Juifs, chrétiens, musulmans, des règles qui viennent de quarante jours dans le désert!
Nous n’y sommes pas ici, voici les produits du terroir que je vous ai préparés? nous dit notre hôtesse. Sans mentir, tout était bon, juteux, et encore simple, du vin de Bergerac accompagnant un pâté paysan périgourdin, fruité et râpeux, des fromages secs venant du Jura et d’Auvergne, Comté et Salers vieux, une bénédiction! Dans le cochon tout est bon, ajoutait-elle en déposant un saucisson maison et en éclatant de rire, vos rites sont aussi ceux de l’hygiène des pays chauds. Ou cuire ne suffisait pas. Ici on sait tuer le cochon et ne rien gâcher.
De notre poste d’observation sur la colline, nous pouvions contempler, à presque perte de vue, la France, inouïe de beautés, entendre le chant de la terre, busard planant au-dessus de sa proie, lançant son cri aigu, écho des voix du village plus bas, ou de la moissonneuse-batteuse rassurante sur l’activité humaine. Cela nous paraissait irréel. Nous avions oublié les drames d’hier, les violences qui ne cessaient, l’angoisse du monde. Nous avions un instant de répit et nous en profitions.
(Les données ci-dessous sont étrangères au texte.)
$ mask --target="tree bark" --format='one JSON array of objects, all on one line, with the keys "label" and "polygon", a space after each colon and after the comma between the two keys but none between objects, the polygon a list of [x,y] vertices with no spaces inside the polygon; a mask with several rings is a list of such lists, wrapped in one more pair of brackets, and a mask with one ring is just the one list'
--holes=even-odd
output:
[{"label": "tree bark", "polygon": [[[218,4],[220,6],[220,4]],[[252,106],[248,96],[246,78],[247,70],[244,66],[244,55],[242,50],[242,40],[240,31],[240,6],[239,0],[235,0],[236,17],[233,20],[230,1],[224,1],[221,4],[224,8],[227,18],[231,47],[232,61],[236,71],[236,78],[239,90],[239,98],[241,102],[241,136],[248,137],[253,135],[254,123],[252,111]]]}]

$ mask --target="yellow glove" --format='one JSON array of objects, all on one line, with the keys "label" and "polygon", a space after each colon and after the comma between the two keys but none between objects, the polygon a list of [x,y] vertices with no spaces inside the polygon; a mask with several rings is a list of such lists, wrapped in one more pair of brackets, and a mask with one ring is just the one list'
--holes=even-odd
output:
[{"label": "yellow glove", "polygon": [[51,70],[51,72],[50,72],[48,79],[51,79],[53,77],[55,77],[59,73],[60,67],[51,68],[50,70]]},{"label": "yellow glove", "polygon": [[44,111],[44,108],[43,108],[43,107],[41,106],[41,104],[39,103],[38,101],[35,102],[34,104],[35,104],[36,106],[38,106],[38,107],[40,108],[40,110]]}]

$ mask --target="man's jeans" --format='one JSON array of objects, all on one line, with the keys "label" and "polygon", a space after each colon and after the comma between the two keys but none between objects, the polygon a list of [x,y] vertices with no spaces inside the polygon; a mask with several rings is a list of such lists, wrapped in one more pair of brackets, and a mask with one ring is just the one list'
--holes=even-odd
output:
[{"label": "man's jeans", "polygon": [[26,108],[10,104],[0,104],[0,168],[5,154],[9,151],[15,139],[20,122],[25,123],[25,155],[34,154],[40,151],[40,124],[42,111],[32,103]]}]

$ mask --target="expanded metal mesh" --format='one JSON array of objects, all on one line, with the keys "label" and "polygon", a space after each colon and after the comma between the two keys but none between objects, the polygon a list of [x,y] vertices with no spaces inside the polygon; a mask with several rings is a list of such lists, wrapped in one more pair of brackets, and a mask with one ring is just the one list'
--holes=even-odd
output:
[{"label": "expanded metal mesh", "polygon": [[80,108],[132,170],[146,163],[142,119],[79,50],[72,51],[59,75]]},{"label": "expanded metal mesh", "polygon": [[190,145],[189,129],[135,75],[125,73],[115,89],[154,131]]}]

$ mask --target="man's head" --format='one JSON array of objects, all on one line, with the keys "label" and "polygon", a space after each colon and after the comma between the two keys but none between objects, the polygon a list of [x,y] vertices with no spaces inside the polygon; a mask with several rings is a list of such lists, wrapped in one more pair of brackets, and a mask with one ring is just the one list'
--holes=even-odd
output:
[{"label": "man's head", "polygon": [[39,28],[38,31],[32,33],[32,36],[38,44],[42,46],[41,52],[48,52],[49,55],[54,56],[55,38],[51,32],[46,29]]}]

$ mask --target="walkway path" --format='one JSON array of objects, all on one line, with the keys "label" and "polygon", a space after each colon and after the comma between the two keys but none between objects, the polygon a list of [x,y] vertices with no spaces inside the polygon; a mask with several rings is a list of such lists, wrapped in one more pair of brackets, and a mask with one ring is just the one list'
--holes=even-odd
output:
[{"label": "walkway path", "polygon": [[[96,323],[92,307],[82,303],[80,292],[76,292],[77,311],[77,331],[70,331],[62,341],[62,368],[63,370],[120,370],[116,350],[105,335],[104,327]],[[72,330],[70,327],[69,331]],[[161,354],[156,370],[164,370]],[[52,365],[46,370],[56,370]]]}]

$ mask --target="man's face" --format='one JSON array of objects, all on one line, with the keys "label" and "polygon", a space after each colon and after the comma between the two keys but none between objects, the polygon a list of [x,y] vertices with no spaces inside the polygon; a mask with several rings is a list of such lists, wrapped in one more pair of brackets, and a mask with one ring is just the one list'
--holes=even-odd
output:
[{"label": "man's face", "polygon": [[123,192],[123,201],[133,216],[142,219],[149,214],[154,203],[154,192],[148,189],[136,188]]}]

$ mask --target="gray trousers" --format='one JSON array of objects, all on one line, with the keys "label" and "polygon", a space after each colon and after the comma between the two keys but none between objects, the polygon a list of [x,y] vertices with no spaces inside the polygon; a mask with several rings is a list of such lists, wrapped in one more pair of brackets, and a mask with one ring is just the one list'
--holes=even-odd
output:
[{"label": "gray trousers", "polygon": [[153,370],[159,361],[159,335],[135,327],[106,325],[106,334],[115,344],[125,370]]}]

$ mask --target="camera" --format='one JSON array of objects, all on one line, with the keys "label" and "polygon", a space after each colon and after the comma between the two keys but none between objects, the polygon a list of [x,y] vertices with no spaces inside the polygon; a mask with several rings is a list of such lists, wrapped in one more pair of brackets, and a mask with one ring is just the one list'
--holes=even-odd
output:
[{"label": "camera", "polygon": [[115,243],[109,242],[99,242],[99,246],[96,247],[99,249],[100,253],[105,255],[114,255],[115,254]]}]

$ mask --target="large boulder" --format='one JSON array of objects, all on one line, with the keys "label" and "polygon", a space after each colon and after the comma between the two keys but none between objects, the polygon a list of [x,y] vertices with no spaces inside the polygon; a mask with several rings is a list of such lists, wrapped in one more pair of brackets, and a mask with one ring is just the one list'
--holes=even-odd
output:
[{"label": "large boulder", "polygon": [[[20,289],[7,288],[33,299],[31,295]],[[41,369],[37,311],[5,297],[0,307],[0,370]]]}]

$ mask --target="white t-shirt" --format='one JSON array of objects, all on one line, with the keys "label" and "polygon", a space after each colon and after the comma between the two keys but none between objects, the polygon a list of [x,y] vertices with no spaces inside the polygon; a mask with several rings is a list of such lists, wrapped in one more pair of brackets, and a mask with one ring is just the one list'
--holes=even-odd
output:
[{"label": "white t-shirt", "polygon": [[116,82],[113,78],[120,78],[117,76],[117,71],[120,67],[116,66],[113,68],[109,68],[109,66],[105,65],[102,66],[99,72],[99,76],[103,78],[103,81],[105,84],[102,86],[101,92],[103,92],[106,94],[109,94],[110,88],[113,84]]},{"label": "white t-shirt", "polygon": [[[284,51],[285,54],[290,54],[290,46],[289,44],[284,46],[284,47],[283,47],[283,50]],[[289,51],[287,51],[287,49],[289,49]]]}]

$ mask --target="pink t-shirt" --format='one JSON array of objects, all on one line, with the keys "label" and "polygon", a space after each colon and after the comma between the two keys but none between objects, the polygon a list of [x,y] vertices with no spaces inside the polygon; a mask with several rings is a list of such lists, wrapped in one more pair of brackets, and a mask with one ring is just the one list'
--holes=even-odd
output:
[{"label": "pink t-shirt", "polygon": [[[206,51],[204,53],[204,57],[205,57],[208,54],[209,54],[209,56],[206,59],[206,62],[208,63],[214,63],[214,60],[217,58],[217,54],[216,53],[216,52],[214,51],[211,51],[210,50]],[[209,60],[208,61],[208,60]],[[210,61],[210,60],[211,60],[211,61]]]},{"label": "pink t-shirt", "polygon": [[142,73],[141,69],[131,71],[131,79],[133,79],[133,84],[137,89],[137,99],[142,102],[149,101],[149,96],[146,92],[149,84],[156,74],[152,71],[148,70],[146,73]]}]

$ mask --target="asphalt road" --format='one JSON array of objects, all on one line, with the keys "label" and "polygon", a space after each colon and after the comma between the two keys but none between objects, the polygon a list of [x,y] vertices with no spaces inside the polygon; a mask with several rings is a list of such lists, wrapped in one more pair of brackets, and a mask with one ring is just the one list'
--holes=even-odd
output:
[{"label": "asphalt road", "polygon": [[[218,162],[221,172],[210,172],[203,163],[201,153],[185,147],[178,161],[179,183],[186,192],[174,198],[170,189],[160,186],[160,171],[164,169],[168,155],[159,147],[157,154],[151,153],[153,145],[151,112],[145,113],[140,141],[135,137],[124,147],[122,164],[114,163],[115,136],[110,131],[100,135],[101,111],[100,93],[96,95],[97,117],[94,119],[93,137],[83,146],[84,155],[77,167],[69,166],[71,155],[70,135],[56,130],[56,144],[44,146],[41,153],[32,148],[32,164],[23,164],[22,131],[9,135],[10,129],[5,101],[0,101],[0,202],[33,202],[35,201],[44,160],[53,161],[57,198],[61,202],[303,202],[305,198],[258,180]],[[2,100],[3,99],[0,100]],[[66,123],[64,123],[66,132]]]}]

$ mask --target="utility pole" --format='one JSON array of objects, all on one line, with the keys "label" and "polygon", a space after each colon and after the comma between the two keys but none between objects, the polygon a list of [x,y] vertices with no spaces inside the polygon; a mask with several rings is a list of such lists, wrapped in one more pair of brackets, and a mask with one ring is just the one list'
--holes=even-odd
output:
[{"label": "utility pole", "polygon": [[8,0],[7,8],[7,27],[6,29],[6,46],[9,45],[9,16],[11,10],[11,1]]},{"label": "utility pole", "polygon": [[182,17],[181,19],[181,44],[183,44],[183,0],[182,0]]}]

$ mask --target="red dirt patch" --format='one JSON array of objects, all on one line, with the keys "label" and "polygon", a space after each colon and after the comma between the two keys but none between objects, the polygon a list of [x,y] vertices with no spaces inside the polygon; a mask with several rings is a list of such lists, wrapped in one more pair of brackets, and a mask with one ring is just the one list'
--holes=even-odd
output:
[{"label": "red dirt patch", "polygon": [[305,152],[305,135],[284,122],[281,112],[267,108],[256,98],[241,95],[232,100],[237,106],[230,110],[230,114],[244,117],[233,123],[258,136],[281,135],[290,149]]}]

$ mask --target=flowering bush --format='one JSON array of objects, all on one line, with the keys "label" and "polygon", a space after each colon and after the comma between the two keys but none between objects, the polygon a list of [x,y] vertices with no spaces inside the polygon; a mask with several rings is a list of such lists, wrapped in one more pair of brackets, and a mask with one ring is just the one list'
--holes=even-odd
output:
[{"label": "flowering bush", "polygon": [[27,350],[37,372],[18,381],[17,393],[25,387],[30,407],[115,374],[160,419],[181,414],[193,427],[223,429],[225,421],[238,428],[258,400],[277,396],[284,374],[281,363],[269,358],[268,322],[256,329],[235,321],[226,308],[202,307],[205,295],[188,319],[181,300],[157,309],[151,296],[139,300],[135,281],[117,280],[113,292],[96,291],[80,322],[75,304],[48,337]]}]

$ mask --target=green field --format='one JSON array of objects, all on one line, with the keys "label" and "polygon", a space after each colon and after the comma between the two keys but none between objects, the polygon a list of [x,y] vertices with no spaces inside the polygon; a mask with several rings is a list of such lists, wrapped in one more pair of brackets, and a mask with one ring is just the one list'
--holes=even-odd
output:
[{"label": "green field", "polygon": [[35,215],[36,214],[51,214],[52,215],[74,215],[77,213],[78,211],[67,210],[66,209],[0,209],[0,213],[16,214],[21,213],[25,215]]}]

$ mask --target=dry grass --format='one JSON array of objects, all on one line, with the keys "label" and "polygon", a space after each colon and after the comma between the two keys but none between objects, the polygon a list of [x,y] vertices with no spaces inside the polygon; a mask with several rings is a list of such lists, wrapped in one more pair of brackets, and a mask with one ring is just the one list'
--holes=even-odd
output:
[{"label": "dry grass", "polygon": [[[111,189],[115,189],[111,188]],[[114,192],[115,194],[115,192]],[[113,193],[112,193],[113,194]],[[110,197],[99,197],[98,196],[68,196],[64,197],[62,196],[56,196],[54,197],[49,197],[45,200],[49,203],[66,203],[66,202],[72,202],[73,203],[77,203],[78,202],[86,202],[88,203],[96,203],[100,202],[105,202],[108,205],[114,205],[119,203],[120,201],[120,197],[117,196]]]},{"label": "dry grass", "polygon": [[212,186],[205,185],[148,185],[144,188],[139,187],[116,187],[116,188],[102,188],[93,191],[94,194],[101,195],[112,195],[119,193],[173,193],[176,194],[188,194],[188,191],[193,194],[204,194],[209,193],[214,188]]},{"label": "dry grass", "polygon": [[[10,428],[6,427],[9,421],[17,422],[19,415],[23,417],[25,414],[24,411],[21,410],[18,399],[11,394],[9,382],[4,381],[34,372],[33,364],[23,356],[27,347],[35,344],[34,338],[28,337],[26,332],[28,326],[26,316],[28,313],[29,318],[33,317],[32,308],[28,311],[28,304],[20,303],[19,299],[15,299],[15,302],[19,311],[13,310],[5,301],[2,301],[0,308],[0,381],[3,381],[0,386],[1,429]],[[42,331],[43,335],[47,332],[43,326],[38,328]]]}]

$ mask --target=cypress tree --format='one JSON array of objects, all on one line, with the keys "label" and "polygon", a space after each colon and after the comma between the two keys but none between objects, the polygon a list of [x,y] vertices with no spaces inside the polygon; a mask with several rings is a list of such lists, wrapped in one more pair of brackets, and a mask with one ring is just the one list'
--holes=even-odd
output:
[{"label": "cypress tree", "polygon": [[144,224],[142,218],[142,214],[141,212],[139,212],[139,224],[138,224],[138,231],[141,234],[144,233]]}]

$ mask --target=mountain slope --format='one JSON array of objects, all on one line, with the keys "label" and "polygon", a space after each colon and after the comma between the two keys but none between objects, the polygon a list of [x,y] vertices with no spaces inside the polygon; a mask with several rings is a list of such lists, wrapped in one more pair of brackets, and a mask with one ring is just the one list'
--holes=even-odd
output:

Lectures d’été en cours, la quadrilogie de Philippe Roth, édité chez Quarto, à peine achevée, me trottait dans la tête. L’Amérique est le journal de demain, a-t-on coutume de dire: La Pastorale américaine, J’ai épousé un communiste, la Tâche, et l’étonnante politique fiction-rétrospective sur le danger totalitaire en Amérique, écrits fin 90, sur les dernières soixante dix années américaines, n’annonçaient rien de bon. La puissance du style et l’imagination descriptive, « houllebecquienne » nous disait notre amie, cuisinière hors pair et esprit curieux, rendait mieux compte de l’évolution de nos sociétés que n’importe quelle enquête sociologique, faite de statistiques et d’entretiens serrés. C’est la force du talent de l’écrivain. Il nous montre la réalité mieux qu’un autre.
Plus tard, j’imaginais les chemins tout autour convergents vers Compostelle et me régalais avec le récit de Jean-Christophe Ruffin, Immortelle randonnée, Compostelle malgré moi, best-seller inattendu de l’année. Un voyage d’aujourd’hui à travers le temps et l’esprit.